On a PC there is little functional difference between a database and a spreadsheet. Both can be used to calculate, sort, and extract data according to user-defined criteria. Both can be designed with look-up functions which use key fields (e.g., employee number) to retrieve other data (name, address, etc.) Both use mathematical and logicalformulas and recalculate automatically when a data value is changed.

In the PC LAN or other network environment the difference between a spreadsheets and a databases is very significant. Because the entire data set of a spreadsheet resides in the memory of the computer, only one person can work on it still resides on disk. Saving the file overwrites the old data. If the file is stored on a fileserver and two people opened it into memory, change it, then save it, the changes made by the last person to save will overwrite the changes made by the first. Many PC users accustomed to using spreadsheet on stand-alone PCs learned about this characteristic the hard way when their offices switch to LANs and filesrvers to improve efficiency. In the early days of LANs it was common to hear things like, "Hey Fred, will you close the inventory spreadsheet on the fileserver so I can open it to enter my transactions?"
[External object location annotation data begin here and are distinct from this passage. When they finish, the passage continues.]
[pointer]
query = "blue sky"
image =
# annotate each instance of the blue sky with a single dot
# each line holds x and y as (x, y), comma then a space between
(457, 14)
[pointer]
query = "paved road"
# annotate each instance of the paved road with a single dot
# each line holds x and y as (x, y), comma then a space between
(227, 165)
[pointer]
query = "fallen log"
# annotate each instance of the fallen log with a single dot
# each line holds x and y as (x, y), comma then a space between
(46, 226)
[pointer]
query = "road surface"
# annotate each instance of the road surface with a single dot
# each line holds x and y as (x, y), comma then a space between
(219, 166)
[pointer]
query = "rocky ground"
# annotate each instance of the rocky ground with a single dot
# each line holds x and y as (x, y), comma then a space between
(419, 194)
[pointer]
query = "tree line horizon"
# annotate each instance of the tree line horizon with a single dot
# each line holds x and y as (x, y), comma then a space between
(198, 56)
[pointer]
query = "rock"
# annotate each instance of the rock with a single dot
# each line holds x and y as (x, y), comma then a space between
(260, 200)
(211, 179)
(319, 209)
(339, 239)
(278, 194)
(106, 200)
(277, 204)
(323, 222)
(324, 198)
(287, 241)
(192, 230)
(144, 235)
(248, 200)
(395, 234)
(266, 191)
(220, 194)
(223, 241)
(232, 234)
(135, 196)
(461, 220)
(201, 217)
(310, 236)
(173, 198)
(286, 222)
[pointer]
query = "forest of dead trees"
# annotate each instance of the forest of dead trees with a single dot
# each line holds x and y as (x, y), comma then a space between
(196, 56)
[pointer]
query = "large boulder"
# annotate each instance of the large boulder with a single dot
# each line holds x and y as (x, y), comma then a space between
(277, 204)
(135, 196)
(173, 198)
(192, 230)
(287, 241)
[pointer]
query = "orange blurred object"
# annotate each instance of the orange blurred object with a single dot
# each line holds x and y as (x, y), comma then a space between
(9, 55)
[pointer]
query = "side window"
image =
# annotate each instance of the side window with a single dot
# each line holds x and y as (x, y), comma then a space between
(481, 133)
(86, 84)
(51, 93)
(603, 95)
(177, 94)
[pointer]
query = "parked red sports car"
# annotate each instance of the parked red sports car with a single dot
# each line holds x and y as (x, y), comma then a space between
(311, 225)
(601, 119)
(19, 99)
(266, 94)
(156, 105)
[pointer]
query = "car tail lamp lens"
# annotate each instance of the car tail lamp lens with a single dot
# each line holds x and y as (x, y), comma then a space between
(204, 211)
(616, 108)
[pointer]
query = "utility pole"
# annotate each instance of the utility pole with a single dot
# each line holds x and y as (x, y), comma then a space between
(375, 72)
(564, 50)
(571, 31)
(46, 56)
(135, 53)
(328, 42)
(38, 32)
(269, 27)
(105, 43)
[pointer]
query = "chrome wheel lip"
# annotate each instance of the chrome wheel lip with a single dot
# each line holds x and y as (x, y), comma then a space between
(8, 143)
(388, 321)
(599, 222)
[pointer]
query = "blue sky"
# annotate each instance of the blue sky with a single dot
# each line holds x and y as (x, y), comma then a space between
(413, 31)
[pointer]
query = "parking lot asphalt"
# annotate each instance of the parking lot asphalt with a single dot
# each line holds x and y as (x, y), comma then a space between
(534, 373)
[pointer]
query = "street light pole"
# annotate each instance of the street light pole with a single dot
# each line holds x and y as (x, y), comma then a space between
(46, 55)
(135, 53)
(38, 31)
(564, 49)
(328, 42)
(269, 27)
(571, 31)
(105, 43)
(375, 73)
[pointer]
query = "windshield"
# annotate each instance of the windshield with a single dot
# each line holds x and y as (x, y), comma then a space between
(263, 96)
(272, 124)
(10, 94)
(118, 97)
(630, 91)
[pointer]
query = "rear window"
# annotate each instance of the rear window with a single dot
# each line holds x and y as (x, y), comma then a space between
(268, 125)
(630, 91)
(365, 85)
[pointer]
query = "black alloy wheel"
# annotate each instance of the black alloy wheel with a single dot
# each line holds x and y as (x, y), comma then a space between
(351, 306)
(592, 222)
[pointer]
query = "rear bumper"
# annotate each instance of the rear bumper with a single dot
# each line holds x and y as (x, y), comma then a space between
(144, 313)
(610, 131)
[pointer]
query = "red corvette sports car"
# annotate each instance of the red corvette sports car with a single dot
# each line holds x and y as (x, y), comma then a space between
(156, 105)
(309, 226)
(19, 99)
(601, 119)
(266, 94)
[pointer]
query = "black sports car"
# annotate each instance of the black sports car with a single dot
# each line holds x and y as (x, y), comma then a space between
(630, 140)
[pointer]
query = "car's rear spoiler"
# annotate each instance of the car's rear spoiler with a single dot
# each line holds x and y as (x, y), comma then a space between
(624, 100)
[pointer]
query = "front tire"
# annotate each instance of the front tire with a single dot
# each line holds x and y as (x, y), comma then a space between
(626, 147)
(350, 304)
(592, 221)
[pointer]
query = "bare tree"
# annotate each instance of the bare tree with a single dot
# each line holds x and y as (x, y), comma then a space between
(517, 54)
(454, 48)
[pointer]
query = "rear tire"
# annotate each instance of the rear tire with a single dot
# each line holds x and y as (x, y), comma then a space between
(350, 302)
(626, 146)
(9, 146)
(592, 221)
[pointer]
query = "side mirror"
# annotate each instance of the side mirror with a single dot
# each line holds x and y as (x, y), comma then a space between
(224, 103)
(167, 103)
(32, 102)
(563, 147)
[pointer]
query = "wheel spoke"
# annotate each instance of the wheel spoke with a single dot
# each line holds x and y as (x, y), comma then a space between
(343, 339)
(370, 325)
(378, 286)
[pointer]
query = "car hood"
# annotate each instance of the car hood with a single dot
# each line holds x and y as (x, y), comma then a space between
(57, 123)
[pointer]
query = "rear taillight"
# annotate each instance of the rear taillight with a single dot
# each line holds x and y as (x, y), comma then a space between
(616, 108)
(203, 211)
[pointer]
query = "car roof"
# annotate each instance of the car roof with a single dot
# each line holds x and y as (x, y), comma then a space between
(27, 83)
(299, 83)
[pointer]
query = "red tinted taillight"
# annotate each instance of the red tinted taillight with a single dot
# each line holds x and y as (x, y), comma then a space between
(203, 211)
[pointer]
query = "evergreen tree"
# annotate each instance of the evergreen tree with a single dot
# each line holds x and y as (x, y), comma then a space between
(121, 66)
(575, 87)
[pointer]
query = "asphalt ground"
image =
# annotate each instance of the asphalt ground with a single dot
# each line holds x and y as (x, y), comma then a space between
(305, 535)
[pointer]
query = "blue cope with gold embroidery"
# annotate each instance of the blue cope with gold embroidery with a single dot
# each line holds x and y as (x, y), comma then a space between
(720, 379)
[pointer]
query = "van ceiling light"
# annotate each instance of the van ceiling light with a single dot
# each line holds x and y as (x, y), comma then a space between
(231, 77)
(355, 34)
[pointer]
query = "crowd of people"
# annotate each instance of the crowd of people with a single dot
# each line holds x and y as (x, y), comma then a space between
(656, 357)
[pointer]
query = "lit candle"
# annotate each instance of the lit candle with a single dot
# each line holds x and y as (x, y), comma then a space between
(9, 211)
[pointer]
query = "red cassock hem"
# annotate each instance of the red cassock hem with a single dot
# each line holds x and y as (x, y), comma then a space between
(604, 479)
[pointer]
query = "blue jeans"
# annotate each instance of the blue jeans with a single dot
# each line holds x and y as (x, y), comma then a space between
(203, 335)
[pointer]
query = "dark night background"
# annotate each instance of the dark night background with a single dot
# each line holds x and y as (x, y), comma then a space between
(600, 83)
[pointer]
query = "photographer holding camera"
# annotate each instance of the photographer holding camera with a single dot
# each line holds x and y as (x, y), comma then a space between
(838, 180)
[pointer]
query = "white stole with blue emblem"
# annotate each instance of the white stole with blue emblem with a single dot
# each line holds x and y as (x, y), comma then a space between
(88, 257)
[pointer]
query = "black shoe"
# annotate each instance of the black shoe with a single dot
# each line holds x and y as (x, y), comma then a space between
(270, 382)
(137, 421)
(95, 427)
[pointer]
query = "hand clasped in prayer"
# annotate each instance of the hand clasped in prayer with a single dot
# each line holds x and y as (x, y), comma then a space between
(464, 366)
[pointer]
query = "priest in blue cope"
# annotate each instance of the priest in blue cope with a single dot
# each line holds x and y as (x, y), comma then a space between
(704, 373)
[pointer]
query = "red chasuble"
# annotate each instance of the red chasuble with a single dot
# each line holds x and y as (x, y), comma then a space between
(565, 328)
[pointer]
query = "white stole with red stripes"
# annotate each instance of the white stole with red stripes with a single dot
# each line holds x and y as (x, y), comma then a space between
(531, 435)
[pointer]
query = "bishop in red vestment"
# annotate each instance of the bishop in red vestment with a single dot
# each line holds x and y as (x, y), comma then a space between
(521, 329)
Databases have a protocol which locks a record on disk when it is being modified. Only the single record a person is using, instead of the entire file is in memory at any point so there are fewer "ownership" contention problems. Many people can view the same record at the same time. If two people try to change the same record at the same time the second person will be notifed that the someone else is modifying it.

Which is better?

The tool of choice depends on the task at hand. If you have enough memory and your reporting requirements are simple, a spreadsheet application is easier to create than a database; you simply type the column names, enter the data and formulas, then print. If the application involves crunching numbers spreadsheets do the job much faster than databases because all the data is already in the computer's memory. The biggest drawback with spreadsheets is that a user can easily enter a number over a mathematical or logical formula, erasing it forever. Erasing a formula will result in an erroneous totals and massive embarrassment when the boss checks your complicated spreadsheet on his calculator and spots an simple addition mistake. This problem is aggravated when several people use the same spreadsheet. Spreadsheets can be formatted to lock cells and protect them, but if several different people will use an application to share information it usually pays in the long run to use a database instead of a spreadsheet. A database automatically protects the layout formatting and the calculation fields.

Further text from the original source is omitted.